The islands are visible from the mainland on clear days. Excursion boats cross the channel, taking visitors to watch whales and visit the islands. In the perpendicular (east-west) direction, huge cargo ships and tankers occupy a major shipping lane on their way to or from the ports of Los Angeles and Long Beach.
The Channel is the location of numerous oil fields, some of which have substantial reserves. These include the Ellwood, Summerland, Carpinteria offshore and Dos Cuadras fields. In 1969, the Dos Cuadras was the point of origin of a major oil spill,[1] which came about when oil spurted at high pressure through faults and cracks around a zone which had recently been drilled for the first time. Public outrage over the massive environmental damage inflicted by this spill, which covered hundreds of square miles of the channel and fouled beaches from Ventura to Goleta, was a major spur to the budding environmental movement. The Santa Barbara Channel contains the world's largest natural oil seepage - Coal Oil Point. Goleta Point is a nearby extension into the channel.

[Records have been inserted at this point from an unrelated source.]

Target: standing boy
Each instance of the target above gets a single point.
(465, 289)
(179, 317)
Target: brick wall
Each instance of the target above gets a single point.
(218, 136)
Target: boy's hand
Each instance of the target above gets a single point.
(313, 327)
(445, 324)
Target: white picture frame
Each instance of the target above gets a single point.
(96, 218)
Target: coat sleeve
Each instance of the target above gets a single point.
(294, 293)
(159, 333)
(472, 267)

Point Arguello, a headland near the city of Lompoc, was the site of the Honda Point disaster in 1923, in which seven US Navy destroyers ran aground, in the largest peacetime loss of US Navy ships.

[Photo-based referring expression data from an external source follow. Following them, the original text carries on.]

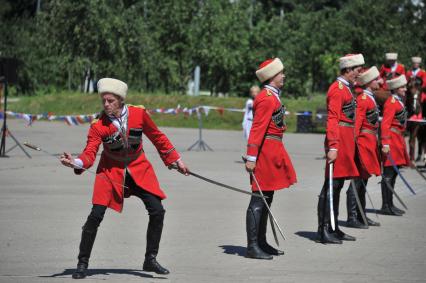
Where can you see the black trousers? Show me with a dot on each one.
(155, 225)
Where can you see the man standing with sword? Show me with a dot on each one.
(123, 169)
(267, 160)
(366, 125)
(340, 149)
(393, 142)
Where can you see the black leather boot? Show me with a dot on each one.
(88, 236)
(254, 213)
(339, 233)
(386, 197)
(353, 211)
(325, 233)
(153, 237)
(263, 244)
(372, 222)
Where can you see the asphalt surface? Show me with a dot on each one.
(43, 206)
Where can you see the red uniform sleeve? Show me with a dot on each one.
(388, 115)
(164, 147)
(382, 72)
(360, 114)
(261, 120)
(88, 156)
(334, 107)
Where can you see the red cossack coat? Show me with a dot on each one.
(340, 130)
(116, 160)
(366, 125)
(420, 74)
(274, 169)
(387, 74)
(392, 131)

Prior to the Holocene era sea levels were considerably lower, such that the water width separating the islands from the mainland was much less, making biological colonization as well as human transport across the channel easier. In recent times the Native American Chumash peoples navigated these waters with ease in small watercraft, allowing communication and trade between island and mainland villages. C. Michael Hogan reviews some of the theories of colonization of the rare species Torrey Pine, Pinus torreyana to the islands, suggesting that it is likely that Chumash peoples carried the initial cones in their Tomols.[2] The pygmy mammoth, an extinct, endemic species, were capable swimmers able to cross the channel and adapt to the island environment by insular dwarfism.

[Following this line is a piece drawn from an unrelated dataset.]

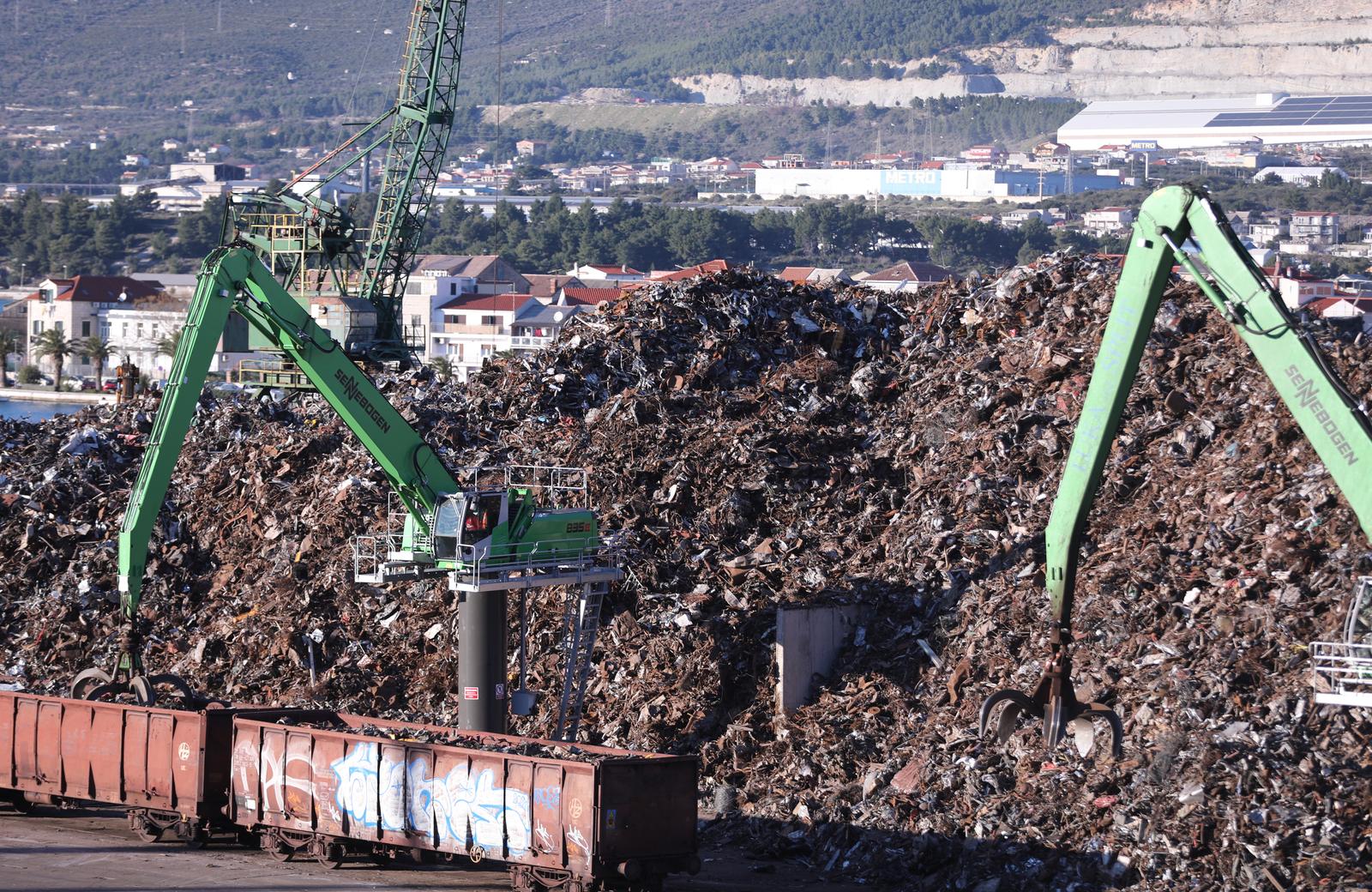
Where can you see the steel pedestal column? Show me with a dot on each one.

As of at least 2011, a few endangered species of whale (including blue, fin, and humpback) have begun to feed in a new area north of the Santa Cruz and Santa Rosa islands of the Santa Barbara Channel. These whales are at risk to be struck by ships passing through a shipping lane used to move goods south to Los Angeles and Long Beach ports.[3] About 100 collisions have been documented off of the coast of California since 1982, which includes a rate of about 6 per year today, possibly more due to the difficulty of observing the incidents.[4] [5] [6] Scientists estimate that over 80 endangered whales are killed from vessel collisions off the U.S west coast each year.[7]